Madhav Rajan is Dean of the University of Chicago Booth School of Business and George Pratt Shultz Professor of Accounting. His primary area of research interest is the economics-based analysis of management accounting issues, especially as they relate to the choice of internal control and performance systems in firms. He has carried out analytical, empirical, and field-based research on the role of information in incentive contracting, the value of nonfinancial and subjective performance measures, and the structural properties and usefulness of common financial ratios.

Before joining Booth, Rajan spent 16 years on the faculty of the Stanford University Graduate School of Business where he was the Robert K. Jaedicke Professor of Accounting, with a courtesy appointment in the Law School. He served as senior associate dean for academic affairs from 2010-2016, overseeing the school’s MBA program. From 2002-2010, he was area coordinator for the accounting faculty group. Previously, he served on the faculty at the Wharton School of the University of Pennsylvania, from 1990-2001.

While at Stanford, Rajan received the Robert T. Davis Award for Lifetime Achievement and Service (2017), and the Notable Contribution to Management Accounting Literature Award (2004). He also was the recipient of the David W. Hauck Award for Outstanding Teaching at Wharton (2000) and the Alexander Henderson Award for Excellence in Economic Theory (1990).

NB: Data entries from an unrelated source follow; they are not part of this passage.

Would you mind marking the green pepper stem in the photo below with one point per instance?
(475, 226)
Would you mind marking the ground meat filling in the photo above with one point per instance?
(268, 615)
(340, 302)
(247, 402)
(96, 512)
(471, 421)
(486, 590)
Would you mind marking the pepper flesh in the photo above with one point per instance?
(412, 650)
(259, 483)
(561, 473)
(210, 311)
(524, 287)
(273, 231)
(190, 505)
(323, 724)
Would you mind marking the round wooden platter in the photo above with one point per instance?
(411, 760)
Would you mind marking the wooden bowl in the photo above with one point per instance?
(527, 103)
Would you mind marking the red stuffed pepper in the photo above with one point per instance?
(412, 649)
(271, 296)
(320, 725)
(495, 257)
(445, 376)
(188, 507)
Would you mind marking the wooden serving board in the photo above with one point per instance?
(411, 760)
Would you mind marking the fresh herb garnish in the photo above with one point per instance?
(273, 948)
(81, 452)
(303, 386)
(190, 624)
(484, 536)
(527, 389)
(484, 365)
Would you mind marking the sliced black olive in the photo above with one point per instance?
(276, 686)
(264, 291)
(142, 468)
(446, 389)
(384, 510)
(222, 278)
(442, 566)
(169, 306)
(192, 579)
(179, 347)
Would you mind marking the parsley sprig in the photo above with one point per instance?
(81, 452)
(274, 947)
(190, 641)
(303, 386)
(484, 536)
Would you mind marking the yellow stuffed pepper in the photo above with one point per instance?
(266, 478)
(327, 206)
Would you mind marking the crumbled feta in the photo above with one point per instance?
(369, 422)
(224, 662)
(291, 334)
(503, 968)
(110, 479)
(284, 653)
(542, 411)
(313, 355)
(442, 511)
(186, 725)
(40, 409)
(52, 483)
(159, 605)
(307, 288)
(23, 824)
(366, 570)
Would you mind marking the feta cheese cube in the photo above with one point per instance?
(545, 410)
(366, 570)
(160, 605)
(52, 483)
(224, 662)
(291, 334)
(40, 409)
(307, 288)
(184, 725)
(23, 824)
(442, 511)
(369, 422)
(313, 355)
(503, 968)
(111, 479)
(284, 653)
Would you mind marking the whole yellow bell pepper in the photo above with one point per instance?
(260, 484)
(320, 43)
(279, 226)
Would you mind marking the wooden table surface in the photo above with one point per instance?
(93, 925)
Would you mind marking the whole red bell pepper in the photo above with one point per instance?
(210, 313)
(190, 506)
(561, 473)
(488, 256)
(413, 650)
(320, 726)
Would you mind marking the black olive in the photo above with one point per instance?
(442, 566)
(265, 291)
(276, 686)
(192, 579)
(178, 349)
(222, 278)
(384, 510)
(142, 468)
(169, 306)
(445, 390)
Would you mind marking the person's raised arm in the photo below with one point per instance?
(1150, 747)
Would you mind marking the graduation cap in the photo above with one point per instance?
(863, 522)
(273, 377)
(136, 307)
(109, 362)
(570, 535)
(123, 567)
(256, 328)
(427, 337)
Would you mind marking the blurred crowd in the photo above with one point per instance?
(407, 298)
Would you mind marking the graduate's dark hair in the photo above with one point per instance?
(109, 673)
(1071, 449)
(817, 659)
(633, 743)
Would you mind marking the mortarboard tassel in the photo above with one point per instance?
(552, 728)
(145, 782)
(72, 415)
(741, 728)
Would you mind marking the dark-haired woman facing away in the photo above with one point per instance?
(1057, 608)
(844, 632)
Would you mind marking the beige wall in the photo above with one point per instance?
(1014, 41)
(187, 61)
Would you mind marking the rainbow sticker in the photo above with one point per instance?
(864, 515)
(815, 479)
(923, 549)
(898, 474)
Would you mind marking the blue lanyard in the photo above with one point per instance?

Rajan has served as editor of The Accounting Review, as well as Associate Editor for both the Accounting and Operations areas for Management Science. He has twice been a plenary speaker at the AAA Management Accounting Conference. He is coauthor of Cost Accounting: A Managerial Emphasis, whose 16th edition was published by Pearson Prentice Hall in January 2017. He is also coauthor of Managerial Accounting, whose first edition was published by Pearson in January 2013.

He is a Director of Cavium, Inc. and iShares, Inc. and a Trustee of the iShares Trust.

Rajan received his Bachelor’s degree in Commerce from the University of Madras, India, and an MS in Accounting, an MS in Industrial Administration, and a PhD in Accounting from Carnegie Mellon University.